ABSTAT is a framework that provides a better understanding of big and complex linked data sets.
A user who wants to know which data set better fits his needs should be able to answer to questions such as: what types of resources are described in each data set? What properties are used to describe the resources? What types of resources are linked and by means of what properties? How many resources have a certain type and how frequent is the use of a given property?
Considering the size and the number of available linked data sets and that they make use of ontologies (they too might be large) to describe the semantics of their data, answering the above questions by only looking at ontologies or by using explorative queries could be too hard. Therefore it's more efficient to explore a data set using ABSTAT.

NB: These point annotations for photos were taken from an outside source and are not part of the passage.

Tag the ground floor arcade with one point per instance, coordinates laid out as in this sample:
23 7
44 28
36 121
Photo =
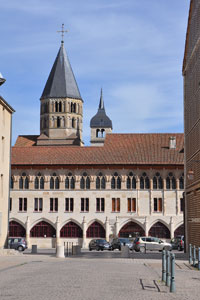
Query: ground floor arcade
46 234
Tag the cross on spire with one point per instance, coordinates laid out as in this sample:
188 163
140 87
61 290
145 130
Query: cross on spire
62 33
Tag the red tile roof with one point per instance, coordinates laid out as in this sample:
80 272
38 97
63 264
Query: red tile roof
119 149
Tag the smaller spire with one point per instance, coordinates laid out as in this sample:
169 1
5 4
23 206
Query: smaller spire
101 103
62 33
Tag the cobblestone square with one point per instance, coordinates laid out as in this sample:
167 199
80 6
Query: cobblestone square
92 277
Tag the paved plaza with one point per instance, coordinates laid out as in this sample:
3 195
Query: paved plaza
93 276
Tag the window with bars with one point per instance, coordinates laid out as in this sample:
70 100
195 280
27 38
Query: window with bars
39 182
10 206
170 182
100 182
131 182
144 182
84 204
54 182
116 182
38 204
12 182
85 182
100 204
22 204
131 204
157 205
23 182
53 204
181 182
181 205
69 204
115 204
157 182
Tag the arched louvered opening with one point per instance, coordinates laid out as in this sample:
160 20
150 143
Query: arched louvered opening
71 230
179 231
159 230
43 229
116 181
95 230
16 229
131 229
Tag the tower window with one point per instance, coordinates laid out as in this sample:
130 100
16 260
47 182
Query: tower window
58 122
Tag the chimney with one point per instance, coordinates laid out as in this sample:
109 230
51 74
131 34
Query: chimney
172 142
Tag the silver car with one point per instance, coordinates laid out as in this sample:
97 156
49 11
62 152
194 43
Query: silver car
141 244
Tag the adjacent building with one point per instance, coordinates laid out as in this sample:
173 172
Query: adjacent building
123 185
6 112
191 73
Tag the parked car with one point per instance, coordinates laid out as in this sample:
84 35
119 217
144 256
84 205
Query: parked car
117 243
99 244
17 243
178 243
141 244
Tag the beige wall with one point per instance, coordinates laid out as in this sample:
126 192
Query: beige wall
5 128
145 216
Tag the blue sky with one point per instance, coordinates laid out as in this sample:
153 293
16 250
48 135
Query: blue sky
132 49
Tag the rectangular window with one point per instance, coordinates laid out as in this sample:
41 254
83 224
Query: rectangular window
3 148
115 204
38 205
100 204
53 204
84 204
10 207
181 204
1 186
157 204
131 204
22 204
69 204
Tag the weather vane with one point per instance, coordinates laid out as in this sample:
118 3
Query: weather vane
62 32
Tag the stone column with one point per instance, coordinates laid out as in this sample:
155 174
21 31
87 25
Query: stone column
107 229
31 182
58 242
146 225
46 182
28 232
117 226
84 225
171 227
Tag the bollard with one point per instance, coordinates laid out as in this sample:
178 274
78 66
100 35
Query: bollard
194 256
168 268
190 254
60 253
164 265
172 285
34 249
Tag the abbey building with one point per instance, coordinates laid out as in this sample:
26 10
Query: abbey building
122 185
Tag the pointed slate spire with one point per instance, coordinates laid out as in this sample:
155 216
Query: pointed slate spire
101 103
101 120
61 82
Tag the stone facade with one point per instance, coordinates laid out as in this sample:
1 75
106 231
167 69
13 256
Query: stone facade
5 140
145 213
191 73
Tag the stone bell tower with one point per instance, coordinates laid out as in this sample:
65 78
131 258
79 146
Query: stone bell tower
100 125
61 106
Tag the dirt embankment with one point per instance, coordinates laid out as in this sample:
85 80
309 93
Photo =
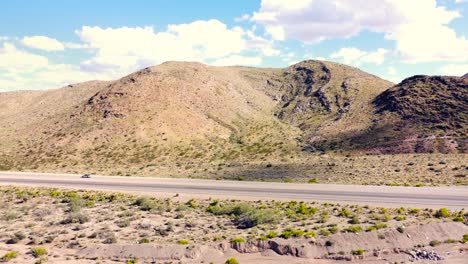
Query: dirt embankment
378 247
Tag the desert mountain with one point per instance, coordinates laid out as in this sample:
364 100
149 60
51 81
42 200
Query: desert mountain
189 113
421 114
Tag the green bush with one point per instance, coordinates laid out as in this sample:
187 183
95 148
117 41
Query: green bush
401 229
144 240
353 229
324 232
272 234
345 213
312 180
443 213
244 214
9 256
400 217
231 261
183 242
38 251
465 238
75 218
286 234
238 240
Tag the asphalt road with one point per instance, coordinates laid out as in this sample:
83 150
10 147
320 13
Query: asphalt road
424 197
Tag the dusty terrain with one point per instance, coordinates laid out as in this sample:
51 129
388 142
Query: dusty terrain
186 119
90 227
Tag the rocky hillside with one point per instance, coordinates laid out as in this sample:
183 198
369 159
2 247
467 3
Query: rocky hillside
182 114
421 114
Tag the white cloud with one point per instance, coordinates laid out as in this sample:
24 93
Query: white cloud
355 56
126 49
72 45
244 17
455 69
43 43
263 45
23 70
391 71
238 60
420 28
14 60
276 32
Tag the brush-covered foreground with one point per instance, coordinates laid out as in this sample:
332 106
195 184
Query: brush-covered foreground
40 225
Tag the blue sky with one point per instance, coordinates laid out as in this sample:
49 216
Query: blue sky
48 44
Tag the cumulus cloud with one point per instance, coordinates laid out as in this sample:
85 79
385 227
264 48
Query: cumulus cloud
115 52
23 70
238 60
420 28
43 43
455 69
15 60
132 48
355 56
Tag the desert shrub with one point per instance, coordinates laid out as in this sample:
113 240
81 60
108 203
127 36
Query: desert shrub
144 240
324 232
355 220
353 229
75 204
9 256
75 218
310 234
183 242
334 229
132 261
286 234
345 213
312 180
192 203
238 240
272 234
123 223
38 251
401 229
231 261
465 238
400 217
302 209
357 252
110 239
450 241
245 215
442 213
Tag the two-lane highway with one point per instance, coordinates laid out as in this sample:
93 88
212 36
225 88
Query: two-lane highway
430 197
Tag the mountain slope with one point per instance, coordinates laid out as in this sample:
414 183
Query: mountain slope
421 114
176 116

The ABSTAT produces a summary of linked data sets that is correct and complete with respect to the assertions of the data set and whose size scales well with respect to ontologies and data set size.
The key feature of a summary is the use of minimal type patterns to represent an abstraction of the data set. A minimal type pattern is a triple (C, P, D) that represents the occurrence of assertions
<a,P,b> in the RDF data, such that C is a minimal type of the subject a and D is a minimal type of the object b according to a terminology graph, which is introduced to represent the data ontology. By considering patterns that are based on minimal types we are able to exclude several redundant patterns from the summary. As a consequence, summaries based on our model are rich enough to represent adequately the whole data set, and small enough to avoid redundant information.
Finally, a summary also includes statistics about the occurrence of minimal type patterns and types in the data.